Course Unit / Solid Mechanics

Solid Mechanics

Year
3
Academic year
2020-2021
Code
01005888
Subject Area
Engineering Sciences
Language of Instruction
Portuguese
Mode of Delivery
Face-to-face
Duration
SEMESTRIAL
ECTS Credits
6.0
Type
Compulsory
Level
1st Cycle Studies

Recommended Prerequisites

To attend this course, students must possess the knowledge of Elasticity and Plasticity, Material Resistance I-II.

Teaching Methods

In the lecture the topics are presented and explained. The topics presented should be studied at home.

In the practical classes some problems should be solved by students and some others must be solved at home as homework.

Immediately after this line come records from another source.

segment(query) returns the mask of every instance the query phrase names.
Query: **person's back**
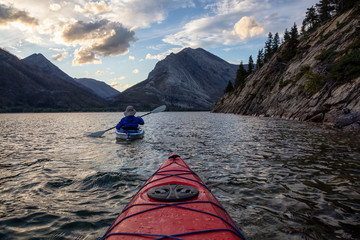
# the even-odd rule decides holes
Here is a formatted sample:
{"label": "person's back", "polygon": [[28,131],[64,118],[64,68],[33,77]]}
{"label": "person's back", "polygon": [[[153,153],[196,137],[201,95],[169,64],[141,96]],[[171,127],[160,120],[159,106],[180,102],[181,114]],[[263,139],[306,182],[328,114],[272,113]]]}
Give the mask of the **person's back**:
{"label": "person's back", "polygon": [[136,130],[140,125],[144,125],[144,120],[141,117],[135,117],[135,109],[128,106],[124,112],[125,117],[116,125],[116,129]]}

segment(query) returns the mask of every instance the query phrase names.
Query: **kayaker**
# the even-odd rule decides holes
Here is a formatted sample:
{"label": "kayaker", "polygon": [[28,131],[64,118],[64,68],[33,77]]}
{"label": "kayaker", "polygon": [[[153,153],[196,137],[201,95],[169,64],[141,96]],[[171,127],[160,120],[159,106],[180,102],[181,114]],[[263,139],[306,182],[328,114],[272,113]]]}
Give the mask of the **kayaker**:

This methodology intended to promote the self-study of students as well as their ability to work in groups.

Learning Outcomes

The course should demonstrate the need to model the reality in mathematical terms, to introduce simplifying assumptions and use alternative formulations. It must highlight the importance of using models in the formulation of real problems and allowing their resolution, even if these problems are not the real problem, they provide the Engineer with sufficient information to take decisions. In the end, students should be able to: Apply for work and variational principles for the formulation of one-dimensional structural problems; Obtain analytical solutions of displacements and stresses of one-dimensional structural elements; Apply the Rayleigh-Ritz and Galerkin approximation methods to evaluate the displacements and stresses; Explain the principles, develop finite elements for specific purposes and implement the finite element method for the numerical solution of one-dimensional structural problems; Apply the finite element method in solving numerical problems of reticular structures.

Work Placement(s)

No

Syllabus

1. Formulation and solution of problems in Solid Mechanics
2. Formulation of a 3D elasticity problem
a. Differential formulation;
b. Strong and weak formulation;
c. Weak formulation based on physical principles;
d. Equivalence of different formulations
3. Troubleshooting
a. Analytical methods;
b. Approximation methods;
c. Numerical methods.
4. Formulation and solution of problems of bars, shafts and beams
a. Formulation of the problem:
  i. Differential Formulation;
 ii. Weak integral formulation.
b. Troubleshooting:
  i. Analytical methods;
 ii. Approximation methods;
iii. Numerical methods: development and application of finite elements
5. Formulation and numerical solution of one-dimensional coupled proble
a. Development and application of the element bar-shaft;
b. Development and application of bar-beam (beam 2D);
c. Development and application of bar- shaft-beam (beam 3D);
d. Numerical problems of reticulated structures

Head Lecturer(s)

Ana Paula Bettencourt Martins Amaro

Assessment Methods

Assessment
The assessment includes two mini – tests (10% each); Final project/Work (20%) and Frequency/ exam final (60%). For the resource and special feature the mini-tests and the final work may not be considered.: 100.0%

Bibliography

R.P. Leal, Mecânica de Sólidos (Apontamentos da disciplina), DEM, 2005/6 (Texto Principal).

I.H. Shames e C.L. Dym, Energy and finite element methods in structural mechanics, McGraw Hill, 1985.

J.N. Reddy, An introduction to the finite element method, McGraw Hill, 1986.

L.J. Segerlind, Applied finite element analysis, John Wiley and Sons, 1984.

E. Oñate, Cálculo de estruturas por el método de elementos finitos. Análisis estático lineal, CIMNI, 1992.